And it's always, in general, it's always one carry plus, you know, a couple of a

couple of digits, okay, for, for the letters.

And then on the other side you will have one other digit.

And you will have essentially 10 times the carry.

And that's what you see for every one of these constraints.

So you always see the ten times the carry at the end of the equation.

Okay? So that's essentially the model here.

Okay? So it's a set of not equal constraints,

an equation, and then a set of other equations carrying you know the,

basically, every one of the addition for every one of these columns.

Okay? So this is the search space.

Okay? So the search space, initially, what you

see there are all the digit values, okay, and you see all the letters over here.

You see also the carries there, and these carries can take only the values 0 and 1.

Okay, and once again, you know the key point here is that we are going to knock

down many, many, many values from this search page, and that's the goal.
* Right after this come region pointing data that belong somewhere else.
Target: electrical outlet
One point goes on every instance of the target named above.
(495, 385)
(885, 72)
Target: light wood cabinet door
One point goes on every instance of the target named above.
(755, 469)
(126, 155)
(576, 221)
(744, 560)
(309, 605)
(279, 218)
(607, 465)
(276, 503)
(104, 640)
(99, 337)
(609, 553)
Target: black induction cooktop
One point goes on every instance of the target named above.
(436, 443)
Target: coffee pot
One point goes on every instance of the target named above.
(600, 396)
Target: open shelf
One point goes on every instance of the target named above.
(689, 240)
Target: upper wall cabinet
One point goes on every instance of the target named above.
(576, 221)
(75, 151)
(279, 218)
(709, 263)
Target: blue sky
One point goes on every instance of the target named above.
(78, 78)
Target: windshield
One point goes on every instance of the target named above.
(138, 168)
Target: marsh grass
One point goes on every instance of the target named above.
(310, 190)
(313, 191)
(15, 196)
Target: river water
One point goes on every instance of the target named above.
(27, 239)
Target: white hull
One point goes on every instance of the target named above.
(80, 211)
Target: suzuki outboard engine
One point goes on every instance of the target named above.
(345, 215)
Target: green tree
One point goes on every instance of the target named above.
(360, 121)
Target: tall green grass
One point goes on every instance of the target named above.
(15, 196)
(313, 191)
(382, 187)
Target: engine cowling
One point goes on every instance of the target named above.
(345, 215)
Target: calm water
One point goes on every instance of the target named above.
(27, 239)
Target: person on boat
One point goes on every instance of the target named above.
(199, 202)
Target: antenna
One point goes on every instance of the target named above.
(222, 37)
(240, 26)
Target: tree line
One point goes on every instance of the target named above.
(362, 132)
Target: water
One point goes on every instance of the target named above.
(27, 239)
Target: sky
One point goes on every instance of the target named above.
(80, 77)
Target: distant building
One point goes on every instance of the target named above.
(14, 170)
And in this particular case, there are two things that are going to be

interesting. It's how much we prune, okay, using

these, these constraints. And it's also the constraint propagation

itself. We're going to do something with one

constraint that are going to wake up another one which is going to propagate

again and so on and so forth. And that's this kind of propagation which

is interesting. And this is what we are trying to

illustrate today. Okay.

So, this is essentially the beginning of the, of the propagation.

Okay. So you have the not equal constraints.

These not equal constraints are not doing anything initially, because the variables

have all the possible values. And then you have this interesting thing

here that you know, basically s and m cannot be 0.

Okay? And then that m has to be equal to a

carry. Okay?

So, there are a couple of interesting things are going to happen there.

Okay? So, when you see, you know, that m that s

cannot be 0, you're going to knock down the value 0 from s.

When it, you know, m is not equal to 0, you just knock down the value 0 from m.

And then you have this interesting constraint, which is basically saying

that the carry four is equal to the digit assigned to m, okay.

Now, the carry is 0 and 1, okay. At this point, essentially m is 1 to 9,

so there is only one value which is common to these things, and that's and

that's the value, and that's the value 1. So these two guys are going to be

assigned to 1, okay? And that's what you see here.

Immediately, the system is deducing that. Okay?

And usually once you do that, you know m, you know every, every digit, every

letter, of course has only one value, all the other values are ruled out.

We also know that all the digits have to be different, okay?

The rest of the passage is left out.